The Plano Real intended to stabilize the domestic currency in nominal terms after a string of failed plans to control inflation. It created the Unidade Real de Valor (Real Unit of Value), which served as a key step to the implementation of the new (and still current) currency, the real. At first, most academics tended not to believe that the Plan could succeed. Stephen Kanitz was the first public intellectual to predict the future success of the Real Plan.

A new currency called the real (plural reais) was introduced on 1 July 1994, as part of a broader plan to stabilize the Brazilian economy, replacing the short-lived cruzeiro real in the process. Then, a series of contracting fiscal and monetary policies was enacted, restricting the government expenses and raising interest rates. By doing so, the country was able to keep inflation under control for several years. In addition, high interest rates attracted enough foreign capital to finance the current account deficit and increased the country's international reserves. The government put a strong focus on the management of the balance of payments, at first by setting the real at a very high exchange rate relative to the U.S. dollar, and later (in late 1998) by a sharp increase on domestic interest rates to maintain a positive influx of foreign capitals to local currency bond markets, financing Brazilian expenditures.

==Result==

The real initially appreciated (gained value) against the U.S. dollar as a result of large capital inflows in late 1994 and 1995, reaching as low as 0.83 per U.S. dollar during early 1995. It then began a gradual depreciation process, culminating in the 1999 January currency crisis, when the real suffered a maxi-devaluation, and fluctuated wildly.

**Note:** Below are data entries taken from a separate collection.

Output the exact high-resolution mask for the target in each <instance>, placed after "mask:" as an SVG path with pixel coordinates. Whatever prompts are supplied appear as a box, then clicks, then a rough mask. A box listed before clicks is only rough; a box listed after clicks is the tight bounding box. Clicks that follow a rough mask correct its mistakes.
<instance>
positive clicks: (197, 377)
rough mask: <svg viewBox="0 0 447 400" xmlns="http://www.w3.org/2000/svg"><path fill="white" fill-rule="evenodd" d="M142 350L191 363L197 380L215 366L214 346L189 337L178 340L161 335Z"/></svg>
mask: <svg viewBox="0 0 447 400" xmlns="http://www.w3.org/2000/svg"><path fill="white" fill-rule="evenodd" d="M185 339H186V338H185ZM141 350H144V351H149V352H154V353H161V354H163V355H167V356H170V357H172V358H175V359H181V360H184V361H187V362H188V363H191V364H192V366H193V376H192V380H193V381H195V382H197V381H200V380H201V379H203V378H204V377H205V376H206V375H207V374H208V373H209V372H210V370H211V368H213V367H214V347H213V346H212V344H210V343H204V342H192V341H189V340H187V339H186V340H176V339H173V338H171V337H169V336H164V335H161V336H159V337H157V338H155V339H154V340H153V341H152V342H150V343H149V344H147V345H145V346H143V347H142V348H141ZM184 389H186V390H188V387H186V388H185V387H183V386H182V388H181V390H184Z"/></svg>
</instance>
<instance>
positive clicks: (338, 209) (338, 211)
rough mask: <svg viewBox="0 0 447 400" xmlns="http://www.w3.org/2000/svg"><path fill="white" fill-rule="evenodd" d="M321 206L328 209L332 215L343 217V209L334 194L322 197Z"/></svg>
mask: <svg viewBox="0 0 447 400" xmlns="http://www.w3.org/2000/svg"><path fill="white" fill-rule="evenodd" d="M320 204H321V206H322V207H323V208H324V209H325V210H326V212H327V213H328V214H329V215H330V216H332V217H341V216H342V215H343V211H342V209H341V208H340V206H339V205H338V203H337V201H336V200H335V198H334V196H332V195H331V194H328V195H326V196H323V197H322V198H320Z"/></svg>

Following this period (1994–1999) of a quasi-fixed exchange rate, an inflation-targeting policy was instituted by new central bank president Arminio Fraga, which effectively meant that the fixed-exchange period was over. However, the currency was never truly "free", being more accurately described as a managed or "dirty" float, with frequent central bank interventions to manipulate its dollar price.

The currency's appreciation was crucial to keep inflation under control. Mainly, it assured the supply of cheap imported products to meet the domestic demand and forced domestic producers to sell at lower prices in order to maintain their market shares. This was especially important in the period immediately following the adoption of the new currency, when the sudden drop in inflation caused a surge in demand. The increased imports, therefore, were essential to avoid demand-side inflationary pressures that would undermine the stabilization plan.